-
Notifications
You must be signed in to change notification settings - Fork 124
Description
Problem
The use_provider_vad setting under vad: in ai-agent.yaml is a global toggle that disables local Enhanced VAD + WebRTC VAD for ALL providers when enabled. This creates a conflict:
- OpenAI Realtime: Has true end-to-end VAD + barge-in (
has_native_vad=True,has_native_barge_in=True). Local VAD is redundant and can interfere.use_provider_vad=Trueis ideal. - Google Live: Has server-side VAD for turn detection, but no AEC (acoustic echo cancellation). On telephony, gating sends silence during TTS, so Google's VAD can't detect user speech for barge-in.
local_vad_fallback(Enhanced VAD + WebRTC) is the only working barge-in mechanism.use_provider_vad=Truecripples it. - Deepgram: Text-based output, no echo risk. Local VAD fallback works well.

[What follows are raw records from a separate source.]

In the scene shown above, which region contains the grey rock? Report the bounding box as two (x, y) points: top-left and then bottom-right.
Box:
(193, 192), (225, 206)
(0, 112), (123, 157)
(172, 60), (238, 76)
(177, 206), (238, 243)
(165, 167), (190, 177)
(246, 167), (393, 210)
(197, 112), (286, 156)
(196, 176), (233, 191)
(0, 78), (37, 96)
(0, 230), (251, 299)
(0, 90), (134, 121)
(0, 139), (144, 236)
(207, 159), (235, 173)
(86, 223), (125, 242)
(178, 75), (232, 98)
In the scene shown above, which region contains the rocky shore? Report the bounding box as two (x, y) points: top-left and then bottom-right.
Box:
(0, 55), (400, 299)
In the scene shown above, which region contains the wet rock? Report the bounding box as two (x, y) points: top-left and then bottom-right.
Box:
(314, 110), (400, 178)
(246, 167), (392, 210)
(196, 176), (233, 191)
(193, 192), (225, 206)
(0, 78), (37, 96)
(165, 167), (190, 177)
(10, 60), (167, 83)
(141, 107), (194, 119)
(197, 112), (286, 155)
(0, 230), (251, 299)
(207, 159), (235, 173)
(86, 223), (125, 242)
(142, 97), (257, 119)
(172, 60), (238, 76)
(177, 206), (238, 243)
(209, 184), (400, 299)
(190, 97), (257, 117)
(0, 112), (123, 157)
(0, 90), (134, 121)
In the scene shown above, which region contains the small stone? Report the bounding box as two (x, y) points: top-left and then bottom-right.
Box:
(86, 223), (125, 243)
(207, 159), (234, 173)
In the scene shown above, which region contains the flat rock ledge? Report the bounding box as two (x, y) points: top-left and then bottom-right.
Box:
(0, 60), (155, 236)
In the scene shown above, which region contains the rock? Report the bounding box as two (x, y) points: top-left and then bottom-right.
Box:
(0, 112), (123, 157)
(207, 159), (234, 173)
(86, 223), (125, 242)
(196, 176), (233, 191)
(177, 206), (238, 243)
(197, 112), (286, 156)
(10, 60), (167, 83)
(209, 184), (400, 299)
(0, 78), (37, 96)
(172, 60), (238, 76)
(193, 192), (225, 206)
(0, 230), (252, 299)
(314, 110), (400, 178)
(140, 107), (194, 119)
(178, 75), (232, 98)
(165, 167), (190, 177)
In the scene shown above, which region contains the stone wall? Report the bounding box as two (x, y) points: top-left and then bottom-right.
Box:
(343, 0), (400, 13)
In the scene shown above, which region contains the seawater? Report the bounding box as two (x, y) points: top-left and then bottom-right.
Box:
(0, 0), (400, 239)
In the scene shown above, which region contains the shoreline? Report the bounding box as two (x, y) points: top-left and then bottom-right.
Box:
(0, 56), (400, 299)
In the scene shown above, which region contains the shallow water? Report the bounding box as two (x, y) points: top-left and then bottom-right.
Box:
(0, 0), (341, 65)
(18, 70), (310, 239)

- Local/Pipeline: Requires local VAD entirely.
Evidence from Testing (Feb 28, 2026)
Two test calls on 10.44.0.103 with Google Live + ExternalMedia:
| Setting | Call ID | Barge-in criteria | Confidence | Risk |
|---|---|---|---|---|
use_provider_vad: true |
1772321249.201 | 1 of 1 (energy only) | 0.0 | High false-positive risk |
use_provider_vad: false |
1772321376.205 | 4 of 4 (VAD+energy+confidence+WebRTC) | 0.838–1.0 | Low, robust |
With provider VAD ON, Enhanced VAD and WebRTC VAD are not initialized (self.vad_manager = None, self.webrtc_vad = None), so barge-in degrades to energy-only detection — a single-point-of-failure that will false-trigger on background noise or speakerphone echo.
Research Findings
- Google Gemini Live API has no built-in AEC (confirmed via official docs, Perplexity, Exa research)
- Google sends
serverContent.interrupted = trueas its native barge-in signal, but this only works when Google receives real audio (not silence from gating) - In telephony without client-side AEC, gating is necessary to prevent echo false triggers
- Pipecat uses WebRTC AEC preprocessing; Android uses
AcousticEchoCanceler— we have neither on Asterisk telephony
Proposed Solution
Make VAD mode per-provider instead of global. Two approaches:
Option A: Runtime per-call decision (minimal config change)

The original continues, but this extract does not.